Solomon Islands warned decision to ban foreign naval visits could have ‘repercussions’


Papua New Guinea’s foreign minister has warned Solomon Islands its decision to halt foreign naval visits could have “repercussions”.

Appearing on ABC Radio on Wednesday, Justin Tkatchenko said he did not know much about the decision, and it was Solomon Islands’ call to make.

But he said the Pacific nation’s government “needs to think about these decisions they’re making now, and think of the repercussions in the future”

Asked what these repercussions might be, Tkatchenko said: “I think… [if] you keep on pushing away a friendly ally, in times of need they might not be there for you,” he said.

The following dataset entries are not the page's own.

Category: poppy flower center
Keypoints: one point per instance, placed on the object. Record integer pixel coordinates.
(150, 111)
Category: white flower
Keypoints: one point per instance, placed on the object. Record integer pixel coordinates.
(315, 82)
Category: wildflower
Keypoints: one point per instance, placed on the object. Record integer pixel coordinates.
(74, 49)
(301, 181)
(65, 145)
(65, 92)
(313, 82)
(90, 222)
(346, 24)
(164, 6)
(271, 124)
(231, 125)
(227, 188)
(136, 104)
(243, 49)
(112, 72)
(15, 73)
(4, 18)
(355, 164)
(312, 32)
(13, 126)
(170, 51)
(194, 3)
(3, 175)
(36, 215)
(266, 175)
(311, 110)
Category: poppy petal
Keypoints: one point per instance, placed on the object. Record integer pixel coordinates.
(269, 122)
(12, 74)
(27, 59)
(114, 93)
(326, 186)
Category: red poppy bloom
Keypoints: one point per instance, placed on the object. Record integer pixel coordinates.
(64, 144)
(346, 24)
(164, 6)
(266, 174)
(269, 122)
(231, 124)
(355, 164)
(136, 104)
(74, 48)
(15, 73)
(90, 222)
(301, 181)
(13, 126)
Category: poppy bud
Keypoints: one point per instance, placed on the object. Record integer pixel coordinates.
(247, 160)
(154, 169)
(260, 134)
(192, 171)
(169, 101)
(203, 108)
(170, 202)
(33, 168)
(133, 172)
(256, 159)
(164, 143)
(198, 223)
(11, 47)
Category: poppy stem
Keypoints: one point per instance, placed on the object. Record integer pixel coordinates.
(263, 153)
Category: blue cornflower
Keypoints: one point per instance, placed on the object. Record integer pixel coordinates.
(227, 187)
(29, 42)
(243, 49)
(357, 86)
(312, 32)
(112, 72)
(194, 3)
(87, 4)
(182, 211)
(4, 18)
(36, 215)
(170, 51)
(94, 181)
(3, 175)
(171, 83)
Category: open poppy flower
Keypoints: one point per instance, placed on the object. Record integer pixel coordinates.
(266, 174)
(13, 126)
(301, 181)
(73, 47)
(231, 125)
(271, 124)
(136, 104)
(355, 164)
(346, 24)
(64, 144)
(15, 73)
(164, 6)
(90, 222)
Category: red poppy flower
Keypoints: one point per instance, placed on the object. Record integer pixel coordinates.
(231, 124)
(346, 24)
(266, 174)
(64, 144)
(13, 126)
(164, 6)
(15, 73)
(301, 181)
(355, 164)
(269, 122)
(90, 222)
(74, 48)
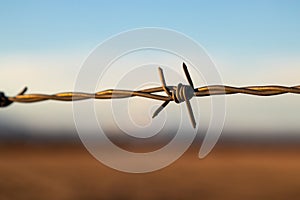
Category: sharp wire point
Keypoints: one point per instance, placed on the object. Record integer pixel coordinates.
(163, 81)
(188, 76)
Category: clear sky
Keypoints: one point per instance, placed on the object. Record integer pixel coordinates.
(43, 43)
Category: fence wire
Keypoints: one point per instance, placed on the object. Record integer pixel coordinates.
(178, 94)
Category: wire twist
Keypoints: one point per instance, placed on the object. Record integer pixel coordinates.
(178, 94)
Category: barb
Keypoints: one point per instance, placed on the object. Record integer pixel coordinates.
(178, 94)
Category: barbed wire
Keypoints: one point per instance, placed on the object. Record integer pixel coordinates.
(180, 93)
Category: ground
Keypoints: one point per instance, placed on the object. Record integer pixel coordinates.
(231, 171)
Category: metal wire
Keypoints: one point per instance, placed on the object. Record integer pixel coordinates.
(147, 93)
(178, 94)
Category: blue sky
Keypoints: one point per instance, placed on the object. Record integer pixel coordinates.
(252, 42)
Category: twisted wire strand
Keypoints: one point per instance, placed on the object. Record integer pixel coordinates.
(148, 93)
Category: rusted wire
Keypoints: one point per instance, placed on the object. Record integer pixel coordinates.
(178, 94)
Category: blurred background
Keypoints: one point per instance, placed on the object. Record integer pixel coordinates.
(43, 45)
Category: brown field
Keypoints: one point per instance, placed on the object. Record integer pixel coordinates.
(68, 171)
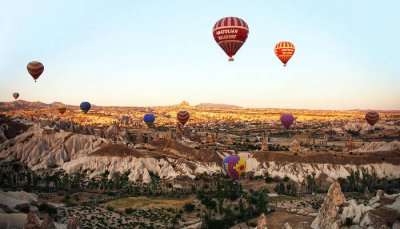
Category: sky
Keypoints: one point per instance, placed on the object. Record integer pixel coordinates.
(146, 53)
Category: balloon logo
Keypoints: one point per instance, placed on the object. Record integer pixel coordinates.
(372, 117)
(149, 119)
(230, 33)
(284, 50)
(287, 120)
(234, 166)
(35, 68)
(183, 117)
(15, 95)
(85, 107)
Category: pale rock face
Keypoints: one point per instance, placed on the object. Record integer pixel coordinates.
(299, 171)
(328, 214)
(262, 222)
(12, 199)
(379, 147)
(354, 211)
(13, 220)
(140, 168)
(39, 149)
(287, 226)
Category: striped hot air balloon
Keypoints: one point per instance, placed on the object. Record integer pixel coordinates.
(183, 117)
(284, 50)
(62, 109)
(35, 68)
(15, 95)
(287, 120)
(149, 119)
(85, 107)
(230, 33)
(372, 117)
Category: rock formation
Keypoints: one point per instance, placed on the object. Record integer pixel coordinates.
(262, 222)
(328, 214)
(33, 221)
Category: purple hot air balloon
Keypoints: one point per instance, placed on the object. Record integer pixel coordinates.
(287, 120)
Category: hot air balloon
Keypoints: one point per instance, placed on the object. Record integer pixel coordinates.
(183, 117)
(62, 109)
(35, 68)
(234, 166)
(149, 119)
(284, 50)
(372, 117)
(16, 95)
(230, 33)
(287, 120)
(85, 107)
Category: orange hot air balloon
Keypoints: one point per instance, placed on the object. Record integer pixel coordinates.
(62, 110)
(35, 68)
(372, 117)
(284, 50)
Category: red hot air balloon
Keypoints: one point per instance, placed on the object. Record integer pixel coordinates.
(62, 109)
(183, 117)
(287, 120)
(35, 68)
(15, 95)
(230, 33)
(372, 117)
(284, 50)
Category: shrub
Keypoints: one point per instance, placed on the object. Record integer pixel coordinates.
(128, 210)
(188, 207)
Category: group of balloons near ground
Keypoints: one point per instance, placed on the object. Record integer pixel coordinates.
(230, 33)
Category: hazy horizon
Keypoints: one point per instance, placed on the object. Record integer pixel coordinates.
(207, 103)
(160, 53)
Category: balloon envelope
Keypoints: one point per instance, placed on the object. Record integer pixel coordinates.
(372, 117)
(183, 117)
(149, 119)
(234, 166)
(62, 110)
(15, 95)
(284, 50)
(35, 68)
(287, 120)
(85, 107)
(230, 33)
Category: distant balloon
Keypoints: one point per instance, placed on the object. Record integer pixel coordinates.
(183, 117)
(85, 107)
(234, 166)
(284, 50)
(372, 117)
(62, 109)
(230, 33)
(149, 119)
(35, 68)
(287, 120)
(16, 95)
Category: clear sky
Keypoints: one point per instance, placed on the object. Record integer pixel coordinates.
(142, 53)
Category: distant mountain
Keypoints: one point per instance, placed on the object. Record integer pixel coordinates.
(217, 106)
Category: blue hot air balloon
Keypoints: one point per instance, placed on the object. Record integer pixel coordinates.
(85, 107)
(149, 119)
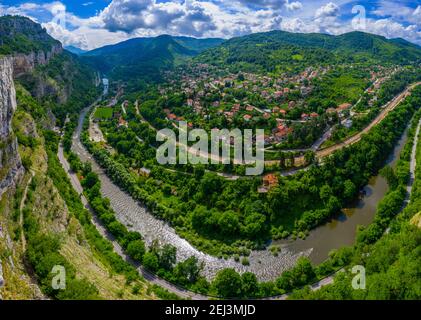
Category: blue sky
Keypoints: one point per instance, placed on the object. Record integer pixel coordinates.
(90, 24)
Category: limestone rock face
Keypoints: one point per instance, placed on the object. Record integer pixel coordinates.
(25, 63)
(11, 168)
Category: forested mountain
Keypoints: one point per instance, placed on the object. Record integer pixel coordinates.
(145, 58)
(52, 75)
(284, 51)
(43, 223)
(75, 50)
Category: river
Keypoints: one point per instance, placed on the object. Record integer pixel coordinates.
(340, 232)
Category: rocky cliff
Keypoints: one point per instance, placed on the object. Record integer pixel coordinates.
(10, 163)
(25, 63)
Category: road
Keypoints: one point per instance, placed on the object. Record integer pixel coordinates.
(322, 153)
(190, 295)
(117, 248)
(356, 138)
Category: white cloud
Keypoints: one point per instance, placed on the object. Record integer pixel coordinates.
(292, 6)
(328, 10)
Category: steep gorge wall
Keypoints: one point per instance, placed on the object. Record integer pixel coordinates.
(25, 63)
(11, 168)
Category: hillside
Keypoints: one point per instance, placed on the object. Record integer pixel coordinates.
(283, 51)
(19, 34)
(54, 76)
(145, 58)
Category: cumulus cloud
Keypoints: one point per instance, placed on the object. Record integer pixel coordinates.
(329, 10)
(292, 6)
(189, 17)
(273, 4)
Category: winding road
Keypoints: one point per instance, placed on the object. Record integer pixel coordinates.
(128, 217)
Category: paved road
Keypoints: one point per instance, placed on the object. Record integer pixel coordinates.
(354, 139)
(117, 248)
(322, 153)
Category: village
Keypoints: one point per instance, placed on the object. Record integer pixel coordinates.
(220, 99)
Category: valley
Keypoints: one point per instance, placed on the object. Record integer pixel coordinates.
(81, 186)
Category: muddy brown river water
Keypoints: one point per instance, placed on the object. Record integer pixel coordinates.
(340, 232)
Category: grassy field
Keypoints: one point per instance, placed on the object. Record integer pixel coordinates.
(103, 113)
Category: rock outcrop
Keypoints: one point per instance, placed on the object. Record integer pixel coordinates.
(26, 63)
(11, 168)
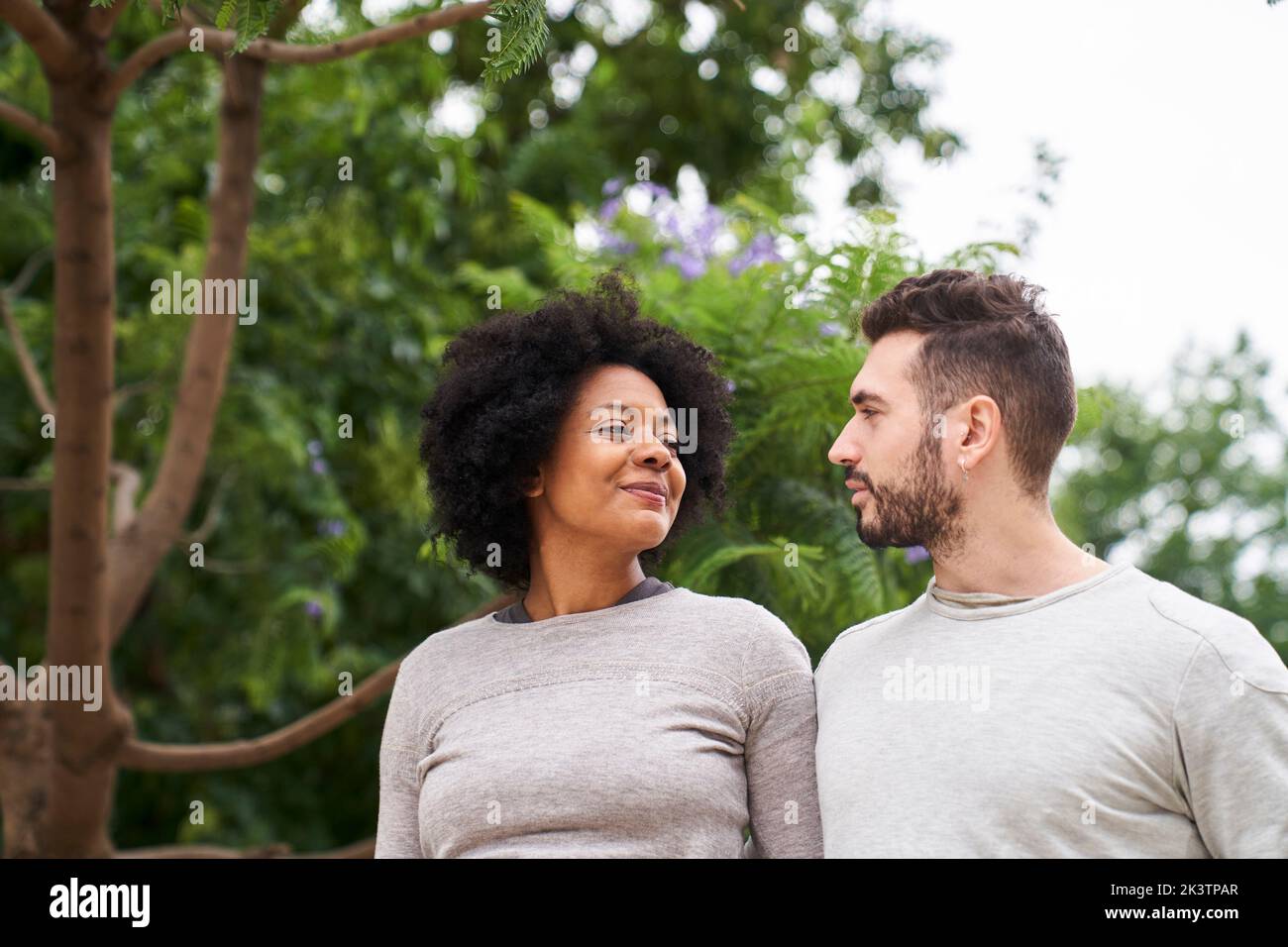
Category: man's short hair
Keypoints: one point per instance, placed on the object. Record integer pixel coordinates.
(988, 335)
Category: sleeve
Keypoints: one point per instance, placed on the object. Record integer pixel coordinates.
(782, 789)
(398, 819)
(1232, 748)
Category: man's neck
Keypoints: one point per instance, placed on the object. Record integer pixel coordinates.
(1019, 552)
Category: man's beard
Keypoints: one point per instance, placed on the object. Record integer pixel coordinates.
(918, 509)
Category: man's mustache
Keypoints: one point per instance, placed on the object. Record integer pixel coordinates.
(851, 474)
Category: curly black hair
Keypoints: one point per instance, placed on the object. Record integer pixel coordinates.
(509, 382)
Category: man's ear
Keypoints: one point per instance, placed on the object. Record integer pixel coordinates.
(980, 431)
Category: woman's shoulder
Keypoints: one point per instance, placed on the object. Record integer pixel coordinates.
(768, 644)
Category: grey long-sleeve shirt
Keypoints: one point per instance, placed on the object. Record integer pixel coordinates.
(1119, 716)
(661, 727)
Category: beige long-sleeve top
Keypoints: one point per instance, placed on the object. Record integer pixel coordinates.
(656, 728)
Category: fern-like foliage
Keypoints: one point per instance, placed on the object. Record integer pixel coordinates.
(523, 35)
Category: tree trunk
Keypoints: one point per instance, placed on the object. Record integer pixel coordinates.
(81, 772)
(138, 551)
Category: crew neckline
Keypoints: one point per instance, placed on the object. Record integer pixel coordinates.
(613, 609)
(978, 609)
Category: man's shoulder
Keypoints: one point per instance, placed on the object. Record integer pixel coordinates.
(888, 621)
(1235, 641)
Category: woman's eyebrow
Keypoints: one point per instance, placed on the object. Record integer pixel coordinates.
(863, 397)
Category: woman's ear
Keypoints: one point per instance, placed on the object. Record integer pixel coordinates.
(532, 484)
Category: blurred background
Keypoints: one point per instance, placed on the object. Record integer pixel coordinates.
(802, 159)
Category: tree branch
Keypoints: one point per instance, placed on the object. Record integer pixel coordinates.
(128, 483)
(34, 127)
(47, 39)
(161, 758)
(213, 510)
(102, 20)
(360, 849)
(25, 483)
(30, 372)
(273, 51)
(147, 55)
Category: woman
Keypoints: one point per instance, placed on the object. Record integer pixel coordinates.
(604, 712)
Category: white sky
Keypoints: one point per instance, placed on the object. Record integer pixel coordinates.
(1170, 227)
(1170, 223)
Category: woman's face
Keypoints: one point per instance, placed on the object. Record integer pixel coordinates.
(614, 474)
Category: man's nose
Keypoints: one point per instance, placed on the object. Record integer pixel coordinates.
(844, 451)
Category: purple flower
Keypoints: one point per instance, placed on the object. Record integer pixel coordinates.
(608, 210)
(655, 189)
(614, 244)
(759, 250)
(691, 265)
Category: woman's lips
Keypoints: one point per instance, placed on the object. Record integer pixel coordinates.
(648, 496)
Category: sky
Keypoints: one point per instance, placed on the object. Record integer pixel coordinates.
(1170, 221)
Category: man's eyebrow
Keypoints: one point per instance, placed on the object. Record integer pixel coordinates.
(862, 397)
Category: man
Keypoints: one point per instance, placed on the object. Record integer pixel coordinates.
(1034, 701)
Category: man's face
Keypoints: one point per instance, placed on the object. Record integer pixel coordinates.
(893, 455)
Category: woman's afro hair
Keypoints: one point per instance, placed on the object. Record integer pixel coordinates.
(509, 382)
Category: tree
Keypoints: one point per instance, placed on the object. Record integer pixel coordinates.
(106, 547)
(59, 764)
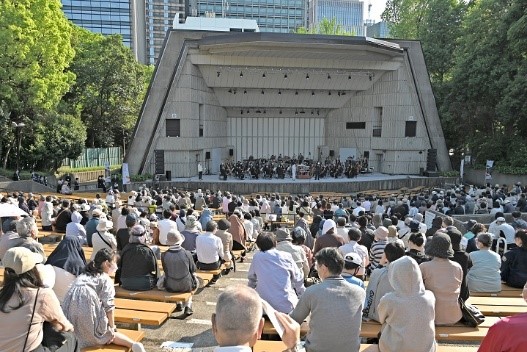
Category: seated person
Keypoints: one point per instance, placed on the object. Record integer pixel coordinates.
(209, 248)
(443, 277)
(68, 262)
(416, 250)
(484, 275)
(138, 263)
(406, 310)
(237, 323)
(352, 265)
(334, 307)
(514, 262)
(179, 268)
(379, 284)
(275, 275)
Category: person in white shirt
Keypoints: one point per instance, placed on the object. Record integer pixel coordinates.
(352, 246)
(209, 248)
(163, 226)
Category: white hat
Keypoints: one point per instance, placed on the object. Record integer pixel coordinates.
(328, 224)
(104, 225)
(21, 259)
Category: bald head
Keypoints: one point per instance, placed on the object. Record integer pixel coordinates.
(238, 318)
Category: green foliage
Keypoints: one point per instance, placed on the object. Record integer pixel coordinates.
(35, 51)
(57, 137)
(325, 26)
(109, 88)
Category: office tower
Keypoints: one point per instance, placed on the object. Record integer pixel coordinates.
(282, 16)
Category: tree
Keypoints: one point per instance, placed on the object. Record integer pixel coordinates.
(58, 137)
(325, 26)
(35, 51)
(109, 87)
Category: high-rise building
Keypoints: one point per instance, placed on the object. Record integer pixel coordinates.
(282, 16)
(347, 13)
(106, 17)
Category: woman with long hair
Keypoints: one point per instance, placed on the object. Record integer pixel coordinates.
(24, 295)
(89, 304)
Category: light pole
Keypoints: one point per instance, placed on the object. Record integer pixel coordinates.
(18, 127)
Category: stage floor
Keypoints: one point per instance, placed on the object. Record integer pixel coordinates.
(364, 182)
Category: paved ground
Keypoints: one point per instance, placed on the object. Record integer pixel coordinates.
(196, 328)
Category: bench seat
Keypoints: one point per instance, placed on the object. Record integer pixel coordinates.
(133, 334)
(153, 295)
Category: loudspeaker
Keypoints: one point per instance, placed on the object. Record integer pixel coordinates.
(431, 159)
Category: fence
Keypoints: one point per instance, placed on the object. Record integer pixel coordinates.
(93, 157)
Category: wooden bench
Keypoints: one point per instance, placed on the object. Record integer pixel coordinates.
(132, 334)
(153, 295)
(279, 346)
(139, 317)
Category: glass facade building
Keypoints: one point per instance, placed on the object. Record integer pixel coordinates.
(282, 16)
(348, 13)
(105, 17)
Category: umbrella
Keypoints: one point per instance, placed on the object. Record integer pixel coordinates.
(11, 210)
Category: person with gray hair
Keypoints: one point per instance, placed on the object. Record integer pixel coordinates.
(209, 248)
(237, 323)
(25, 236)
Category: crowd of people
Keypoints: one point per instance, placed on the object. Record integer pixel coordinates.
(417, 273)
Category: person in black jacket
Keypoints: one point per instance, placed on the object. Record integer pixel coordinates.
(514, 262)
(138, 264)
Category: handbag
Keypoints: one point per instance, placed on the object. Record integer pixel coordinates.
(471, 315)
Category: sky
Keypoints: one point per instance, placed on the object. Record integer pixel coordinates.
(377, 8)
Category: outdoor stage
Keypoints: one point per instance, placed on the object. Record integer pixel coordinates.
(364, 182)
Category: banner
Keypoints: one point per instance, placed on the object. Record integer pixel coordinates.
(126, 174)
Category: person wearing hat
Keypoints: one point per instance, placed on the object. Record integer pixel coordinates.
(74, 228)
(377, 248)
(352, 264)
(137, 264)
(91, 225)
(514, 262)
(226, 238)
(443, 277)
(25, 304)
(484, 275)
(123, 235)
(284, 243)
(329, 237)
(103, 238)
(379, 284)
(406, 313)
(275, 275)
(179, 268)
(191, 232)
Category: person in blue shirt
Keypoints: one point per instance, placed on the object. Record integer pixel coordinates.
(352, 264)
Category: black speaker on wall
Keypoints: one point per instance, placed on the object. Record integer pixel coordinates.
(431, 159)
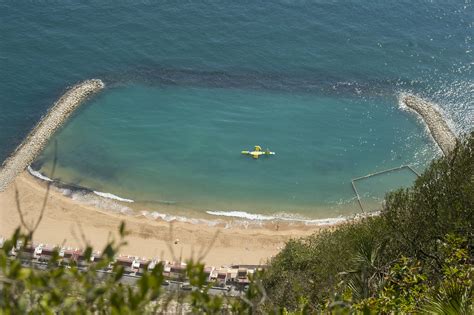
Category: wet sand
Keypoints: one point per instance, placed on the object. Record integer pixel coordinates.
(65, 220)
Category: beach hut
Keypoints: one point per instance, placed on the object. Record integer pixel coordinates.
(47, 253)
(178, 272)
(242, 276)
(126, 262)
(37, 252)
(208, 273)
(222, 278)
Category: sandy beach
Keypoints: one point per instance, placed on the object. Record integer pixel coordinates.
(65, 221)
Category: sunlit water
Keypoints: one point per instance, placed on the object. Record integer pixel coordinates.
(190, 85)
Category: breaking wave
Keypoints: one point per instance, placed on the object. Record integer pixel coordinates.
(112, 196)
(282, 217)
(38, 175)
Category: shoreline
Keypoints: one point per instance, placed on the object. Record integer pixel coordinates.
(228, 218)
(433, 120)
(39, 136)
(68, 221)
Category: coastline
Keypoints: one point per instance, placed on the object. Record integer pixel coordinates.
(36, 140)
(437, 125)
(78, 215)
(67, 221)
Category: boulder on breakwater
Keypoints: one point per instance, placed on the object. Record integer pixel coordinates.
(36, 140)
(433, 119)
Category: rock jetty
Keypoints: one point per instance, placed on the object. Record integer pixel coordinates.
(436, 123)
(36, 140)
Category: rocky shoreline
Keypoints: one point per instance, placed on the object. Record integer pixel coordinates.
(36, 140)
(436, 123)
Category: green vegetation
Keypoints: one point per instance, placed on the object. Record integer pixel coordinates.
(416, 257)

“That’s why being friends to all and enemies to none, and working with everybody for the benefit of your people in your country is the right way forward.”

Defence Minister Richard Marles could not confirm whether Australian ships had also been barred.

Marles said he had seen the reports of the vessel ban.

“Ultimately those decisions are a matter for the Solomon Islands government,” Marles told ABC radio.

Prime Minister Anthony Albanese plans to host his Solomons counterpart in the coming weeks as Australia seeks to firm up ties with the Pacific nation.
Australia is among other Western nations that have concerns over Solomon Islands growing ties with China, after

Tkatchenko’s comments come after Solomon Islands issued a moratorium on all nations requesting to send in naval ships while it works on new processes for military vessels entering port.

The announcement from Prime Minister Manasseh Sogavare comes after it was revealed the U.S had been issued with a notice of the moratorium.

“On 29 August, the United States received formal notification from the government of Solomon Islands regarding a moratorium on all naval visits, pending updates in protocol procedures,” the U.S embassy in Canberra said in a statement.

“The United States is disappointed that the U.S Coast Guard ship was not able to make this planned stop.

“We will continue to closely monitor the situation.”

Ahead of Sogavare’s “clarification”, news agency Reuters said a spokesman for Solomon Islands’ prime minister had earlier denied the reports of a moratorium.

It follows Honiara failing to respond to a request for a United States Coast Guard ship to dock and refuel on Friday.

The ship was diverted to Papua New Guinea.

There had been a delay in processing the ship’s approval and it had already left its waters when approval was communicated, Sogavare said.

The delay was primarily due to the appropriate information not being sent to his office on time, he said.

The prime minister has used the incident as justification for the moratorium.

“To this end we have requested our partners to give us time to review and put in place our new processes before sending further requests for military vessels to enter the country,” Sogavare said, as he welcomed a U.S navy hospital ship in Honiara.

“Once the new mechanism is in place, we will inform you all. We anticipate the new process to be smoother and timelier.”

The U.S navy hospital ship Mercy docked in Honiara on Monday for a two-week mission.

“The U.S navy ship Mercy received diplomatic clearance prior to the moratorium being implemented. We will continue to closely monitor the situation,” the U.S embassy’s statement said.

The Solomons has been expanding ties with China in recent years, switching diplomatic recognition from Taipei to Beijing in 2019 and signing a security pact with the Asian power in April.

Western governments are wary that the islands could provide China with a military foothold in a strategically important part of the world.